Data AccessPDF version

Accessing Data in Amazon S3 Buckets

Every language in Cloudera Data Science Workbench has libraries available for uploading to and downloading from Amazon S3.

To work with S3:
  1. Add your Amazon Web Services access keys to your project's environment variables as AWS_ACCESS_KEY_ID and AWS_SECRET_ACCESS_KEY.
  2. Pick your favorite language from the code samples below.
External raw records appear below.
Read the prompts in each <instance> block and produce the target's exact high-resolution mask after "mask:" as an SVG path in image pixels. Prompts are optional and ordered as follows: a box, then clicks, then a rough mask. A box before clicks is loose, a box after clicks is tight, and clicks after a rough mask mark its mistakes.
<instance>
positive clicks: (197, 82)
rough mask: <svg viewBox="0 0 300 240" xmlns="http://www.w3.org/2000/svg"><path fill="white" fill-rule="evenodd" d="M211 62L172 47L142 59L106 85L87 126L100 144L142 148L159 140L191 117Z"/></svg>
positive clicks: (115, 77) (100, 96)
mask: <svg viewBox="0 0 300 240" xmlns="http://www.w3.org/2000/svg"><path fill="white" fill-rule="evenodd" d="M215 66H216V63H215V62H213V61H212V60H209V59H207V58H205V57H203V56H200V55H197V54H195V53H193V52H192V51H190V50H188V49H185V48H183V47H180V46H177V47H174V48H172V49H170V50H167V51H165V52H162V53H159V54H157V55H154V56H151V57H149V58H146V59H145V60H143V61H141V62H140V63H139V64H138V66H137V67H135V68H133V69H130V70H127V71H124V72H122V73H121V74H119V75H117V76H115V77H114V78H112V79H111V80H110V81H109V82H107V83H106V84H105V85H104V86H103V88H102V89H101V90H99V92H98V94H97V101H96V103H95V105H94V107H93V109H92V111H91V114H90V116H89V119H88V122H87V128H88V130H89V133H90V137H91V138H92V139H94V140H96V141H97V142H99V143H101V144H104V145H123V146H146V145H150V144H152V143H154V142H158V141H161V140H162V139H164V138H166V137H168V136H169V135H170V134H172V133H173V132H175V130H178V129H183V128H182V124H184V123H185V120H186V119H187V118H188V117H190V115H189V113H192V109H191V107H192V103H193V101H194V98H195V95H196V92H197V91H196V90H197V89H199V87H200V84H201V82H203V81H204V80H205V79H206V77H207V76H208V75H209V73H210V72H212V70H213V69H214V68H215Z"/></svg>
Each one downloads the R 'Old Faithful' dataset from S3.
    R
    library("devtools") 
    install_github("armstrtw/AWS.tools") 
    
    Sys.setenv("AWSACCESSKEY"=Sys.getenv("AWS_ACCESS_KEY_ID")) 
    Sys.setenv("AWSSECRETKEY"=Sys.getenv("AWS_SECRET_ACCESS_KEY")) 
    
    library("AWS.tools") 
    
    s3.get("s3://sense-files/faithful.csv")
    Python
    # Install Boto to the project
    !pip install boto
    
    # Create the Boto S3 connection object.
    from boto.s3.connection import S3Connection
    aws_connection = S3Connection()
            
    # Download the dataset to file 'faithful.csv'.
    bucket = aws_connection.get_bucket('sense-files')
    key = bucket.get_key('faithful.csv')
    key.get_contents_to_filename('/home/cdsw/faithful.csv')